【闘病】ALSで亡くなった父に続き自分も発症… 「家族性ALS」を患って始まった壮大なチャレンジ
病気と「向き合う」のではなく「受け入れる」
編集部: 今後、どのように治療を進めていきたいと思いますか? 青木さん: これまで皆様のご支援のお陰でトフェルセンの治療を3回行うことができました。トフェルセンは継続投与が必要なので、現在4回目、5回目の治療を目指して募金活動をしています。円安ということもあって、今後も継続してこの治療を続けていくことは、正直なところ現実的ではありません。 編集部: そのためにも、一刻も早くドラッグラグの解消が必要なのですね。 青木さん: 現在、「トフェルセン」の国内における迅速承認を要望する署名活動(※プロフィール内「サポーターの会」HP中の活動報告を参照)と、ALSの患者さんやご家族を対象にしたアンケートを行っています。11月中旬、ALS協会の協力もあり、厚生労働省と面談を行うのですが、その際に署名とアンケートを提出する予定です。 編集部: 政府や医療機関に望むことはなんですか? 青木さん: 1日でも早く、ドラッグラグを改善してほしいと思います。欧米では早期承認制度が確立されていて、新薬を承認するまでの期間を短くしようという動きが活発です。
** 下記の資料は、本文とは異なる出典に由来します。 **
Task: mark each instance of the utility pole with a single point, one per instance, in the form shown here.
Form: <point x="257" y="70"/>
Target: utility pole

でも日本にはそうした制度がありません。 編集部: 一刻を争う患者さんにとっては、とてももどかしい問題ですね。 青木さん: 海外で承認された薬が日本で認められるまで、4年もかかったというケースがあります。その4年間で、いったいどれだけの命が救えたか。医薬品の承認においては未来のことだけではなく、「今の患者」をもっとみてほしいです。 編集部: 新薬が承認されたら、一般には治療法がないとされているALSの希望の光になりますね。 青木さん: そう思います。難病とされる病気でも、私は可能性をあきらめたくない。少しでも可能性があるなら、確実にアプローチしていきたいと思っています。 編集部: あきらめないという強い気持ちが大事なのですね。 青木さん: 確かにそれはそうなのですが、「あきらめない」という気持ちだけを前面に出すと、かえって自分が苦しくなって生活はうまくいかないと思うんです。 編集部: それはどういうことですか? 青木さん: 自分の過去を振り返っても思うのですが、病気に対して真正面からぶつかると自分が苦しくなる。たとえば「どうしてこんなにリハビリを頑張っているのによくならないんだ」とか……。頭のなかは常に病気のことでいっぱいになり、病気に人生を支配されてしまいます。 編集部: なるほど、ではどんな心境が必要なのでしょうか? 青木さん: 病気を受け入れる気持ちがないと、病気は良くならないと思っています。たとえ進行したとしても「しょうがない」と受け入れて、今の最善を尽くす。「病気が自分のすべて」になってしまうのではなく、「自分の一部に病気がある」くらいがちょうどいい。病気と正面から対峙するのではなく、受け入れる姿勢が大事なんじゃないかなと思います。 編集部: 最後に、読者に向けてメッセージをお願いします。 青木さん: 可能性を感じるものにはしっかりとアプローチをして、ベストを尽くすことが大事だと思っています。それは病気だけでなく、仕事や勉強などでも同じこと。私も「ALSは治らない」「難病」と言われ、希望を閉ざされることもありますが、それでも可能性は捨てたくない。どんな難題だとしても、少しでも可能性を感じることがあれば、チャレンジする姿勢が大事だと思います。